Renaud grins, his teeth yellow in the grey light. He takes the silver, his fingers rough as sharkskin. "Armand's men are busy, but there are others. Malik has the Red Hawk. He runs the western routes, and his cargo does not show on the quay sheets."
"We need his coordinates," I say. "Our cargo is at Cap Serrat. If he is not in the port, we lose the window."
Renaud chuckles, leaning back against the stone wall. He thinks he is showing off his leverage to a girl ignorant of the sea. "Malik is at Port-de-Bouc. He refuels there on the tenth of the month, then takes the passage through the hollow channel. Two armed ketch vessels sail with him, carrying the main guard. If your Levant merchants have the gold, they can catch him at the bay before the full moon."
I leave him with a nod, my skirts sweeping the mud. Back in my rooms at the Vellier house, the silence is thick. I lay Felix's copies of the shipping manifests on the desk, the paper smelling of Seravalle ink. I search the columns, my finger tracing the dates and the captains' registries.
Malik’s name appears three times. The first is a shipment of luxury textiles missing from the Seravalle market. The other two are listed as unspecified labor transfers, the dates matching the month my sisters were carried from the Fallen Coast. The Vellier anchor is stamped beside each entry, a black mark of ownership on the trade of my family's blood.
I draw a fresh sheet of paper from the drawer. Dipping the pen, my hand is steady. This letter is not to a merchant, and it does not involve the Crown law. It is addressed to Salim, a corsair-runner in the rocky coves of the western islands. He owes my father's house a debt no gold can settle. The night the red sails cleared the horizon of my home, his crew was spared because my father held the harbor master's hand. It is time to collect the interest.
Onto it I write the coordinates Renaud gave me: Port-de-Bouc, the tenth of the month, the passage through the hollow channel. I write the name of the ship, the Red Hawk, and beneath it the name of the captain, Malik. The instructions are simple, set down in the old court script of the Fallen Coast. I do not ask Salim to capture the ship, and I do not ask him to spare the cargo.

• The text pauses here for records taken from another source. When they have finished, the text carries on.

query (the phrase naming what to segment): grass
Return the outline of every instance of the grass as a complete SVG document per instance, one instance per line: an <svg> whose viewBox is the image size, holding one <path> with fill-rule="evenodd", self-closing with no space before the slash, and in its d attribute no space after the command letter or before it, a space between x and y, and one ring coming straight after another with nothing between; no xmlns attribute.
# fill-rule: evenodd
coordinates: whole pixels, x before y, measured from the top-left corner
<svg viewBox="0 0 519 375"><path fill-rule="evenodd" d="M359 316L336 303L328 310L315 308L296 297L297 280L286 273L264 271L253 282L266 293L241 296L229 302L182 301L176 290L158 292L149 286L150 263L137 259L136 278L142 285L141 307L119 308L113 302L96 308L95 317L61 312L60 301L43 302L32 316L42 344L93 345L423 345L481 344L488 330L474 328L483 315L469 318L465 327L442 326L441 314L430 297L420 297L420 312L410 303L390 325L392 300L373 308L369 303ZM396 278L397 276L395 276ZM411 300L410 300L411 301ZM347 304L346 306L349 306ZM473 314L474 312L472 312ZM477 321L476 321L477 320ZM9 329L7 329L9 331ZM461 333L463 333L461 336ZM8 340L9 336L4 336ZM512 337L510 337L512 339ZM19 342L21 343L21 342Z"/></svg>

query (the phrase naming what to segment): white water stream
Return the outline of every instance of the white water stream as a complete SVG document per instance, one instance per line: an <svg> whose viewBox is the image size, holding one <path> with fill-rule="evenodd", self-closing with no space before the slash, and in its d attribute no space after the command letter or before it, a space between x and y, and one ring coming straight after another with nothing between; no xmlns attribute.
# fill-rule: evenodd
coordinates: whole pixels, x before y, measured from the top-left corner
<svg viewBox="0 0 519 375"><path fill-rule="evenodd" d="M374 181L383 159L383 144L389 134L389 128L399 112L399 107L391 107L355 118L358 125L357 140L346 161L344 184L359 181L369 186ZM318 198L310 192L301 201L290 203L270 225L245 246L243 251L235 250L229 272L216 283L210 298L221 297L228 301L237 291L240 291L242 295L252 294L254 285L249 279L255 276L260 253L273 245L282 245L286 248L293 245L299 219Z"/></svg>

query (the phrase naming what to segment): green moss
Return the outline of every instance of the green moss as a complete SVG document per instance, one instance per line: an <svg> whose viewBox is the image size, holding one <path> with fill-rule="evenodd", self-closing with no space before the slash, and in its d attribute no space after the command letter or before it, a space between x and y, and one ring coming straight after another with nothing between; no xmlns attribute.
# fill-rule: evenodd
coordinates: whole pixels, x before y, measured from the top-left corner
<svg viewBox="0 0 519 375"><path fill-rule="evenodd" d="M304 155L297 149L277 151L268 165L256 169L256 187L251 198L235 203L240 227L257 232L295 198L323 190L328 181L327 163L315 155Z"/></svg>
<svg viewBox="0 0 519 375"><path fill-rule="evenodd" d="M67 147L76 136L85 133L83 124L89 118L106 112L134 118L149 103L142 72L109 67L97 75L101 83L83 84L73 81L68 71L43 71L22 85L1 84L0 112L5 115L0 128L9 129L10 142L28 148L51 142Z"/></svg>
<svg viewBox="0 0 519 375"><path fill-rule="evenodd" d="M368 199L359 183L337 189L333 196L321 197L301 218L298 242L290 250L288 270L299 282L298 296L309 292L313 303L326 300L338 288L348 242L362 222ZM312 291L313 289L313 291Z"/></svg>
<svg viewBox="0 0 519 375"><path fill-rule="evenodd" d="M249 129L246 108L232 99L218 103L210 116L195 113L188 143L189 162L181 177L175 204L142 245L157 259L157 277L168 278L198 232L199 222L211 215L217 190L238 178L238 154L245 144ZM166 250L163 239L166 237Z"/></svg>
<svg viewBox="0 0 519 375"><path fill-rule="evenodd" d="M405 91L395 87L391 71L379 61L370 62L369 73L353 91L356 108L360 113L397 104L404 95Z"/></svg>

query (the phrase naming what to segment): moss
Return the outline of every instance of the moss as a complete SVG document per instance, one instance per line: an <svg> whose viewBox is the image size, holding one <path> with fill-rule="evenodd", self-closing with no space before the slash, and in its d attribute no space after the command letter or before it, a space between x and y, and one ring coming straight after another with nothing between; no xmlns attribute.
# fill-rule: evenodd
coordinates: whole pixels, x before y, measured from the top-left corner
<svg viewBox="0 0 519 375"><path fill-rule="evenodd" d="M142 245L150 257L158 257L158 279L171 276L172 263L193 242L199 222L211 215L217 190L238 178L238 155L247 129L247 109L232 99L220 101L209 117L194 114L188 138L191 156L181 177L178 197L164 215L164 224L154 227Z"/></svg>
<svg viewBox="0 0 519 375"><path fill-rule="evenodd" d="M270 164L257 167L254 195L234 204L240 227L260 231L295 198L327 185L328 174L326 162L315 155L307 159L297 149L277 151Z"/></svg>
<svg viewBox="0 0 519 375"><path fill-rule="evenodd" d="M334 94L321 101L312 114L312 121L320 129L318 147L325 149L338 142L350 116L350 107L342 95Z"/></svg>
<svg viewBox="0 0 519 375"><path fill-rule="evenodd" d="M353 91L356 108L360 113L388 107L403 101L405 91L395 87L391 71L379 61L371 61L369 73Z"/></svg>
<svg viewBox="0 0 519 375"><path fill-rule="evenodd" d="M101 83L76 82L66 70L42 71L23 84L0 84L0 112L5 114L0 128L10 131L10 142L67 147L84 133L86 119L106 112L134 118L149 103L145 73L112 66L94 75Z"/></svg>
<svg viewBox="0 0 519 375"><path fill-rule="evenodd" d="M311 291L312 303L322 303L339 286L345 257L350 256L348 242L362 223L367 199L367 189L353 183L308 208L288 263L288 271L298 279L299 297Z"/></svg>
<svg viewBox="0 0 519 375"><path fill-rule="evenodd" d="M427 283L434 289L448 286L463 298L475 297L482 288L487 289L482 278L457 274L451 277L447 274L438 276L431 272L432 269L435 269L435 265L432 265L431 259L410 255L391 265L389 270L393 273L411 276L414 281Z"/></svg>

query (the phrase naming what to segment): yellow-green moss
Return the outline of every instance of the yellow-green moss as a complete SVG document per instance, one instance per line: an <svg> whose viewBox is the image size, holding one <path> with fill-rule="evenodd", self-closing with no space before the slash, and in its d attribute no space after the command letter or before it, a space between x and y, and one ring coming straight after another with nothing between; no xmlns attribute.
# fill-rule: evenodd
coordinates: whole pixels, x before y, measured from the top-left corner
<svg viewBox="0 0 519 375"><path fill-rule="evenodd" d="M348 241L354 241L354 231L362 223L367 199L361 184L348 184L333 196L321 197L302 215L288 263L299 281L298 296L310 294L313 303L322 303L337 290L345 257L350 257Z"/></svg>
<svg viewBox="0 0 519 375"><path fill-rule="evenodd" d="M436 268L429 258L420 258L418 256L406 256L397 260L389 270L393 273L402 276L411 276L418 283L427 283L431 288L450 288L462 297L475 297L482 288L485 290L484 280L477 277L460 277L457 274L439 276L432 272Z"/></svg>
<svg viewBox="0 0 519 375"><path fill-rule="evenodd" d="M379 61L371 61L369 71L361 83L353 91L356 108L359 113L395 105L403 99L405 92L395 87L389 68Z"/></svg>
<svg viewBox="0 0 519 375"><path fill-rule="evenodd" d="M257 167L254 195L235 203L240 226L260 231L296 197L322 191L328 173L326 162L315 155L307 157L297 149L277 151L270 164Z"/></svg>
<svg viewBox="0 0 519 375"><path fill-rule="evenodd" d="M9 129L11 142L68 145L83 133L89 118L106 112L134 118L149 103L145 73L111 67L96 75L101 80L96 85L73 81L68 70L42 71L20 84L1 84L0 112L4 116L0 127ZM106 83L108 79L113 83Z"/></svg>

I tell him to send the Red Hawk to the bottom of the channel.
This is my war. I do not tell Nico, and I do not need his permission. He is breaking Armand's network in the light of the ministries, using the law of his father's house to clear his conscience. I am sending Malik to the bottom of the channel in the dark, using an older blood debt to find my sister. Both threads run clean, and the symmetry of it satisfies me more than any Valderre wine. I set the pen down and reach for the wax.
I seal the letter with plain red wax, leaving no crest or mark. The paper is heavy in my hand as I walk back to the harbor. Cold air bites my cheeks, but the walk is steady. At the harbor post office, the clerk takes the paper and drops it into the leather bag without looking up. It lands with a soft slap against the bottom. Outside, the twilight turns the Valderre spires to gold, the cold river air smelling of wet slate and coal smoke.